Dans les salons de la rue Cambon au premier étage, code couleur noir et beige, atmosphère religieuse, la nuit est tombée, demain c’est le grand jour. En attendant, au studio, où l’on ne pénétrera pas, les derniers essayages se poursuivent sous le regard du maître. Quand tout est validé, séance photo ici, au pied de l’escalier culte. D’habitude, personne n’y assiste, on mesure l’exception. Freja Beha, top d’entre les tops, apparaît, son reflet miroite en un chapelet de sosies, elle descend les marches une à une. Elle a un petit sourire en coin un brin rebelle, ça colle bien aux tatouages qui émaillent son corps – sur le cou, le bras, le poignet, un peu partout. Chignon coeur volumineux signé Kamo et frange zébrée d’une mèche blanche, noeud de tulle fiché au sommet du crâne, veste rebrodées de paillettes, robe dessous dont on ne voit que le bas, bottes argentées, semelle perlée, mitaines et vernis assortis, lèvres corail. Une retouche make-up, elle pose, lumière, photo, pour les archives et pour l’atelier, en guise de vérification ultime, puis pour les habilleuses qui dans les coulisses du show ont intérêt à faire vite. Crépitements et flashs, un autre photographe, qui ne s’occupe que des détails, fait des gros plans sur les bijoux de cheveux, les manchettes translucides, les mitaines futuristes, les souliers baroques. Puis Freja file derrière, dans un mini studio installé là, avec un bout de décor du show de demain, une lumière sorbet, des néons pastel, sur un podium tournant, elle se laisse filmer à 360°, pour les archives. Sylvie l’a suivie, a quitté l’atelier à 21 h 20, son travail pratiquement terminé, il est 22 heures, elle vérifie les petits points, « ils sont O.K. », elle aimerait qu’on prenne sa robe en photo, avec elle, un souvenir. Il ne lui reste plus qu’à coudre le bolduc, l’étiquette en satin blanc qui précise « Chanel » et le numéro de passage sur le podium, « 54 ».


Show pastel


Au Pavillon Cambon-Capucines, rue Cambon, Paris Ier. 25 pilastres et 4 200 néons arc-en-ciel mais en une gamme dragée, parme, rose, orange, jaune et vert, pour un défilé « Néon Baroque ». Les canapés sont argentés, le sol aluminium, la lumière printanière et déjà la bande-son de Michel Gaubert rythme l’apparition de Freja Beha. Elle qui ouvre le bal, mais dans un tailleur short. Il faudra attendre le 54e passage pour la voir fouler le sol à petits pas menus, sa veste impeccablement fermée ne dévoilera pas le haut de la robe, ses plis et ses galons qui finissent en bretelles brodées. On ne saura pas si la silhouette qui ne s’appelle désormais plus la 5912 a eu l’heur de plaire à une cliente Chanel, c’est un secret. On s’en fiche, pour toujours, ce sera notre robe, notre veste, notre chiffre porte-bonheur.

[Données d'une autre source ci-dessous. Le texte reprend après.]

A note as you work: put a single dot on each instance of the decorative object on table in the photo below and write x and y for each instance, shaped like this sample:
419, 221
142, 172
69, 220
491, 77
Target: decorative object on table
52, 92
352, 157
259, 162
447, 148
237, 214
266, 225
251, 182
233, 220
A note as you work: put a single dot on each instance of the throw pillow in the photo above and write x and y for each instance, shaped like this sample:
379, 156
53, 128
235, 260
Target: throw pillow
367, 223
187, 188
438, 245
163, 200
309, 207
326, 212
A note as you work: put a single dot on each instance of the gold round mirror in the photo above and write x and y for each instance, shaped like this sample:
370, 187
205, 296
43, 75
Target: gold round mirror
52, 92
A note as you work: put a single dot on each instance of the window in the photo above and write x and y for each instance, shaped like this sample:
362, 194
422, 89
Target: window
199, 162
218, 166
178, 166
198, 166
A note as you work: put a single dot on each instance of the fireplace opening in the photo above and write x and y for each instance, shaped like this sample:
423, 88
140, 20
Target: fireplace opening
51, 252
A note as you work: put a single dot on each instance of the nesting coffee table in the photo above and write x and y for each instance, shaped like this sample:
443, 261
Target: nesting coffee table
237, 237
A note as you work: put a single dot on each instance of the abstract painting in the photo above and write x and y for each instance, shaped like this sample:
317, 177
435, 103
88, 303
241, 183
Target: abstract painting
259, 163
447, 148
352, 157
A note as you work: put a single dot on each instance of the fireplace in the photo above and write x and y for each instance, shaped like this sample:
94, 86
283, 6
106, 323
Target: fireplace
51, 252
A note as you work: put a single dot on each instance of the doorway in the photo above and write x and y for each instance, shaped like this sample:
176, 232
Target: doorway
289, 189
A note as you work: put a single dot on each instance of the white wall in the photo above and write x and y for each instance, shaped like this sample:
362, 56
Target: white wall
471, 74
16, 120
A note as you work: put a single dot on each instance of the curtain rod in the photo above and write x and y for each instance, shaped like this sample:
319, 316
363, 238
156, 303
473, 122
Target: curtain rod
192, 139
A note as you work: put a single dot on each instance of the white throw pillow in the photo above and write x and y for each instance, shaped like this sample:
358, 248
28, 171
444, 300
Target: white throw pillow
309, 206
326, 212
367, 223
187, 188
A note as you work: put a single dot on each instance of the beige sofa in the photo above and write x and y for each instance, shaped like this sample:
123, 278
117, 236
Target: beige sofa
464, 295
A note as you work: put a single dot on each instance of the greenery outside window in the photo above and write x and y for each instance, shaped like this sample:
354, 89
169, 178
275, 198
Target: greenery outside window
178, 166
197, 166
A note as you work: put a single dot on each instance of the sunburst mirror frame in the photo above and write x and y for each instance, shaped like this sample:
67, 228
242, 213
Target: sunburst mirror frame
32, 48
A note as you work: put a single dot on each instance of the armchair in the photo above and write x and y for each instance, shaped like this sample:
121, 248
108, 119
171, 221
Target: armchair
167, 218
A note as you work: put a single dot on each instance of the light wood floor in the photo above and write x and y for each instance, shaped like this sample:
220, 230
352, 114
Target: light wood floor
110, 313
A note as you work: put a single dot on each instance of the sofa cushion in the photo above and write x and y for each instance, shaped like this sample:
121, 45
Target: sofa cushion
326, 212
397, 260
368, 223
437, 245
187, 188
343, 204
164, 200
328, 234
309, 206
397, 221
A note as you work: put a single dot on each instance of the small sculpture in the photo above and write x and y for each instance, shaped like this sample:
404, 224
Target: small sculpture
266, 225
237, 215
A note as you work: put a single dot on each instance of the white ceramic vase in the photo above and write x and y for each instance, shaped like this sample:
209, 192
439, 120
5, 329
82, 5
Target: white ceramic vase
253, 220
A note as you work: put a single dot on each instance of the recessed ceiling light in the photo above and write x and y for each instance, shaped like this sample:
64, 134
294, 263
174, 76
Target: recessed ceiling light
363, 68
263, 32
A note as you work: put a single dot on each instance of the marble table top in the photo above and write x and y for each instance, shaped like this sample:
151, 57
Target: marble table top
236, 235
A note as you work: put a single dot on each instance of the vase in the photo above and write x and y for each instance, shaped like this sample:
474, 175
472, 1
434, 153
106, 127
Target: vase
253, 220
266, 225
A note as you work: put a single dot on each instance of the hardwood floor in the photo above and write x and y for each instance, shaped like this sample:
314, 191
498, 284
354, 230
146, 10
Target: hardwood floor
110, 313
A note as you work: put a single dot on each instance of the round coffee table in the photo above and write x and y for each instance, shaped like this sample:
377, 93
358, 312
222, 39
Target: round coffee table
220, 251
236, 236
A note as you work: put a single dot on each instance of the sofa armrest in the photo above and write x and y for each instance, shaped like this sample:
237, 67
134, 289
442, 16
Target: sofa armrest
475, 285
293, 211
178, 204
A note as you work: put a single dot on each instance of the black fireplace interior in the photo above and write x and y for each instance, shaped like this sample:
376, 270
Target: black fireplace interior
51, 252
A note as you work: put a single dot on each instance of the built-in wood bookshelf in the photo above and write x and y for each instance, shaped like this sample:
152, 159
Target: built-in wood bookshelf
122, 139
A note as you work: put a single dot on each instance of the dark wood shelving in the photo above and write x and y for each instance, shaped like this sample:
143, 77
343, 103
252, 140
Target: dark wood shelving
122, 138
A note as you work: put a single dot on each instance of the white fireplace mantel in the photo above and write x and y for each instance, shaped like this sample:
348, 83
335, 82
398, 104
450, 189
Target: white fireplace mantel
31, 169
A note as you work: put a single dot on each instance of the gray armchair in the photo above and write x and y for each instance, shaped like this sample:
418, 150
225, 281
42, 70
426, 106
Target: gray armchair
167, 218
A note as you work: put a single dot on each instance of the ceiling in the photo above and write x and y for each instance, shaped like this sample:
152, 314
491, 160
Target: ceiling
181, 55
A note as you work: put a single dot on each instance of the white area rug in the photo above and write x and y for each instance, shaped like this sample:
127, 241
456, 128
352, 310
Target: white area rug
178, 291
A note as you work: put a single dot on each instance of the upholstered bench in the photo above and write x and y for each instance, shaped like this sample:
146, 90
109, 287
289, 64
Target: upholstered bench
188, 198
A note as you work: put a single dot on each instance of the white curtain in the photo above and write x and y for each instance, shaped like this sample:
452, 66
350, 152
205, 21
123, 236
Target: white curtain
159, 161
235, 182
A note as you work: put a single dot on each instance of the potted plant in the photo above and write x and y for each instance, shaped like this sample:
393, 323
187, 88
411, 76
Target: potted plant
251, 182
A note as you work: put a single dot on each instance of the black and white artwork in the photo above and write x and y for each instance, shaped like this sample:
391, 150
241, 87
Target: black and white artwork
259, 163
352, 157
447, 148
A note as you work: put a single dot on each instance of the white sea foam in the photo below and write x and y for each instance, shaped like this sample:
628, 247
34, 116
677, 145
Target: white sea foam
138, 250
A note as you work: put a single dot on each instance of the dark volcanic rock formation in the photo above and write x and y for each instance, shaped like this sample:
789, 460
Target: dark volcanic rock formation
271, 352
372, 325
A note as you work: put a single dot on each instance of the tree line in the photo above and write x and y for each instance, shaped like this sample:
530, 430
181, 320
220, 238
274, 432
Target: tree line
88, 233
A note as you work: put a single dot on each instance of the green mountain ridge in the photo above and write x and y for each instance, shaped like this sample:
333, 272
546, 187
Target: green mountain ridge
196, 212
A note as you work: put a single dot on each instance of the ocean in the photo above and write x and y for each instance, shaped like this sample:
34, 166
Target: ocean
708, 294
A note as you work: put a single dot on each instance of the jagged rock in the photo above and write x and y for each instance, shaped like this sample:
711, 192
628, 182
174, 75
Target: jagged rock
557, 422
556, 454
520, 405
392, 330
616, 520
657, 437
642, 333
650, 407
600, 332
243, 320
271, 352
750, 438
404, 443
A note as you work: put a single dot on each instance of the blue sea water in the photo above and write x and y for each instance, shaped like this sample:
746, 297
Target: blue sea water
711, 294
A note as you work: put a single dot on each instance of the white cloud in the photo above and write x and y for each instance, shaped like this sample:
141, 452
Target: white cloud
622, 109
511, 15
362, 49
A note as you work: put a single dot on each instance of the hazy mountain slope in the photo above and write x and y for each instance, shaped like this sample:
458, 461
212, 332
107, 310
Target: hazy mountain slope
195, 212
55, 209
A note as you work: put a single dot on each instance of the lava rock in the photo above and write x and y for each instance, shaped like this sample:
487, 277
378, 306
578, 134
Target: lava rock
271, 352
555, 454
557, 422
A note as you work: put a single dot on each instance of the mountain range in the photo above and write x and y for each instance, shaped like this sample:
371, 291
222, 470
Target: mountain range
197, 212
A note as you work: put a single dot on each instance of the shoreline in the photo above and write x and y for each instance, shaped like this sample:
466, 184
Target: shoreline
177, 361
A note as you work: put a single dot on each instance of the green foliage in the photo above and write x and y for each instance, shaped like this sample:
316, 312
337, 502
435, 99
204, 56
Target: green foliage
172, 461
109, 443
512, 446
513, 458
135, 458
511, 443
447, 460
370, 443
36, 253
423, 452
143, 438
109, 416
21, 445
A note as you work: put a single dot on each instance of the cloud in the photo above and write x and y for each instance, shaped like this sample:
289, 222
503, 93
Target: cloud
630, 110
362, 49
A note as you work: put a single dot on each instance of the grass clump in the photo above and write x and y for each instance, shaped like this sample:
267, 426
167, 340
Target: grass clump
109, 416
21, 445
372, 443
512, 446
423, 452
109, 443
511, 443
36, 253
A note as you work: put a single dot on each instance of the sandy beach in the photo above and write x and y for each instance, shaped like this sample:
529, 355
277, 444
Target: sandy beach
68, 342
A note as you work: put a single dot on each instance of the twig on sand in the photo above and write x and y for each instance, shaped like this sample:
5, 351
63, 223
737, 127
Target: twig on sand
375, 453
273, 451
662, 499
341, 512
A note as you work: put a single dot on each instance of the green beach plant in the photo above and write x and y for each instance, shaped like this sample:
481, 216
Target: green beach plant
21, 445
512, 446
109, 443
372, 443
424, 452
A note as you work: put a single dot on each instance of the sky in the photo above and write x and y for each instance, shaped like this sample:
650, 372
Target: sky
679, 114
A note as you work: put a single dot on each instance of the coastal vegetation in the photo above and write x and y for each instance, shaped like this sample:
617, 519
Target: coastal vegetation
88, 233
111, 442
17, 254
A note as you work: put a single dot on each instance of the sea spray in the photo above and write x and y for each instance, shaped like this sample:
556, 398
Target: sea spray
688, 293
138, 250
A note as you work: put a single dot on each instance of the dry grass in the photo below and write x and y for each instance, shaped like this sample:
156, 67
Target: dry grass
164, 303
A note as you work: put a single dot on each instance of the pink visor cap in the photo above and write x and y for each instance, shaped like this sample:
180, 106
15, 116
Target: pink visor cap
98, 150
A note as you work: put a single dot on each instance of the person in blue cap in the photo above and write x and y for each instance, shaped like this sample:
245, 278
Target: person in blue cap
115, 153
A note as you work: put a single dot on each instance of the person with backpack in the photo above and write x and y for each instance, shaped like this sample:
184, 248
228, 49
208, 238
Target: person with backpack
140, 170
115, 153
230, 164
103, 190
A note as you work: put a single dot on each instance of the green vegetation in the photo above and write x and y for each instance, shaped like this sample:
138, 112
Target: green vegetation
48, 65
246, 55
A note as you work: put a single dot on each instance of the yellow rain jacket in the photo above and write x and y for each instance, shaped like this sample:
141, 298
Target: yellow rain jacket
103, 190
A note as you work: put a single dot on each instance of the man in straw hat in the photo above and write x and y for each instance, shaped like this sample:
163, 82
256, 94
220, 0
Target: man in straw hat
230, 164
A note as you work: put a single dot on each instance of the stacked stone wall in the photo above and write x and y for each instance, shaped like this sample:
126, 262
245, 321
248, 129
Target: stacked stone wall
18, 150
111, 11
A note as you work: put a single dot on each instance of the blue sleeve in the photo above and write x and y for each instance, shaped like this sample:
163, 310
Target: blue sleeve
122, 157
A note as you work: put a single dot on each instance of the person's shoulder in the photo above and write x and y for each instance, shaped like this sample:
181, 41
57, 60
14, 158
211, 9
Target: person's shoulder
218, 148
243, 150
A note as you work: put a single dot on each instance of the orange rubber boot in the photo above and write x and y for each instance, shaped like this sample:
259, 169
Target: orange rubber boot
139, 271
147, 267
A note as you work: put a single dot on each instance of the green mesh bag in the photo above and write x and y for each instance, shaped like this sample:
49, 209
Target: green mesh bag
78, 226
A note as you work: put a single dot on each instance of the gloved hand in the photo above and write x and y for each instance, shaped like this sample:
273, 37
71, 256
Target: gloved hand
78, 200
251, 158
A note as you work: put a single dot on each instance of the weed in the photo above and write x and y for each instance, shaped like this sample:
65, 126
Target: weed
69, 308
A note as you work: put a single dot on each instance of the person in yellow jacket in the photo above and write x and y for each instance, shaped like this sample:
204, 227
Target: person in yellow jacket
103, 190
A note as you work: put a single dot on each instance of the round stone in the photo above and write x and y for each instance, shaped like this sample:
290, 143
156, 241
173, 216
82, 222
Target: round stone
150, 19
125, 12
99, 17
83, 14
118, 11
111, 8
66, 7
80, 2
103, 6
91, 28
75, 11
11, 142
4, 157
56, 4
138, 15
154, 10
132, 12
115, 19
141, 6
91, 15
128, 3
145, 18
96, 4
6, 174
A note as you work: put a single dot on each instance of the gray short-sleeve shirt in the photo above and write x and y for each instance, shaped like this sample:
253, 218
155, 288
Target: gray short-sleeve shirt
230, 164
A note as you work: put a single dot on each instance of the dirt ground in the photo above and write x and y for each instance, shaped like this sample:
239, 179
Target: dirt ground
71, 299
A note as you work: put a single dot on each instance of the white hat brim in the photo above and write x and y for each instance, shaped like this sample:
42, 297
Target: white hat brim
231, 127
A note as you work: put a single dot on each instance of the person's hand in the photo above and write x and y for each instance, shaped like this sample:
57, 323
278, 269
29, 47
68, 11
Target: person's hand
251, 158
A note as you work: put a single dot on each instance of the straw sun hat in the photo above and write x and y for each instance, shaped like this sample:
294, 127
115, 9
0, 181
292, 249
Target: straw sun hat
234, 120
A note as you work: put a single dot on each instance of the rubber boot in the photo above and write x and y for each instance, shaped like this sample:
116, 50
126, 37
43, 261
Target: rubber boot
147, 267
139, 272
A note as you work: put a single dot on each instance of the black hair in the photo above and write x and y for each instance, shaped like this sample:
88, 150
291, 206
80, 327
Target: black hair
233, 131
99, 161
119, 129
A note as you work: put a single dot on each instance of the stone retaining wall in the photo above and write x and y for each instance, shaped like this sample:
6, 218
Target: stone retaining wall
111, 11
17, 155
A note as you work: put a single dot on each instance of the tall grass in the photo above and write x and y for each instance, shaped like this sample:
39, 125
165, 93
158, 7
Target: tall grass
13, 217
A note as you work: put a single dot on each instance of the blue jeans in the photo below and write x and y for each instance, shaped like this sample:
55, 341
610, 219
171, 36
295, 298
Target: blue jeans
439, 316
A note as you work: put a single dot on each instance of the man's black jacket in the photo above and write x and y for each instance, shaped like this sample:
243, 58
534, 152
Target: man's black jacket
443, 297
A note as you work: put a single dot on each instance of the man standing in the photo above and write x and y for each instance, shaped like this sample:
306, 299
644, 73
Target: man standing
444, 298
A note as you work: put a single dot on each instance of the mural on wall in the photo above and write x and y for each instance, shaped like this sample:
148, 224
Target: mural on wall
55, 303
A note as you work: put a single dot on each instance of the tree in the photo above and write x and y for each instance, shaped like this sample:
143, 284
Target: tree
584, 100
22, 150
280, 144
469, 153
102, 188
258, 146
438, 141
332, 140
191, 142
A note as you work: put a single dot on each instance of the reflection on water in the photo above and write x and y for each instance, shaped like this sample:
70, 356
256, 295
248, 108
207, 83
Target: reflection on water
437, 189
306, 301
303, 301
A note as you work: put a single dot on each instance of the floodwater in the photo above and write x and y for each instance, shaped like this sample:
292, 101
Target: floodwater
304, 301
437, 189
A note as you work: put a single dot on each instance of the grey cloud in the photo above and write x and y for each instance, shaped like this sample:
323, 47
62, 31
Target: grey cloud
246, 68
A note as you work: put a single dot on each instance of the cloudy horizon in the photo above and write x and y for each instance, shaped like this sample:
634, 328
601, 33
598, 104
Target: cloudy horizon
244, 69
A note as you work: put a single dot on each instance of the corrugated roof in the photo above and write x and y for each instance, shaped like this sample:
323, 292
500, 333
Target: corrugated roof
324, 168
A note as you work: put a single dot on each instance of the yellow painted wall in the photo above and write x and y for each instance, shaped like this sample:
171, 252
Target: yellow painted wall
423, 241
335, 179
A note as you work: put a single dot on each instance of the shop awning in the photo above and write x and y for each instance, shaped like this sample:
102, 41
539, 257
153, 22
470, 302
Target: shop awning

Cliquez sur l’onglet VIDEO ci-dessous pour découvrir des images du défilé, une interview de Karl Lagerfeld et de Claudia Schiffer.

Les photos du défilé Haute Couture Chanel sur Catwalk Weekend

Carte d’identité

Onze maisons haute couture. Le club est sélect, « l’appellation haute couture, souligne la chambre syndicale de la haute couture, est une appellation juridiquement protégée dont peuvent seules se prévaloir les maisons figurant sur une liste établie chaque année par le ministre français en charge de l’Industrie ». Dans ce petit cercle fermé, et infiniment parisien, il y a notamment Chanel, Christian Dior et Jean Paul Gaultier.


3 jours de défilés pour présenter le printemps-été 2010, du 25 au 28 janvier dernier, top chrono.


7 maisons, dans le giron de Chanel, qui font de leur métier un art. Sans le parurier Desrues, le plumassier Lemarié, le brodeur Lesage, le bottier Massaro, le modiste Michel, l’orfèvre Goossens et le parurier floral Guillet, la haute couture ne serait pas tout à fait pareille. Ajouter à la liste les autres maisons, indépendantes, qui collaborent avec Chanel. Parmi elles, Montex, qui a fait de la broderie sa spécialité.
1 directeur artistique, Karl Lagerfeld, entré chez Chanel en 1983 et entouré d’une équipe qui forme avec lui « le studio ».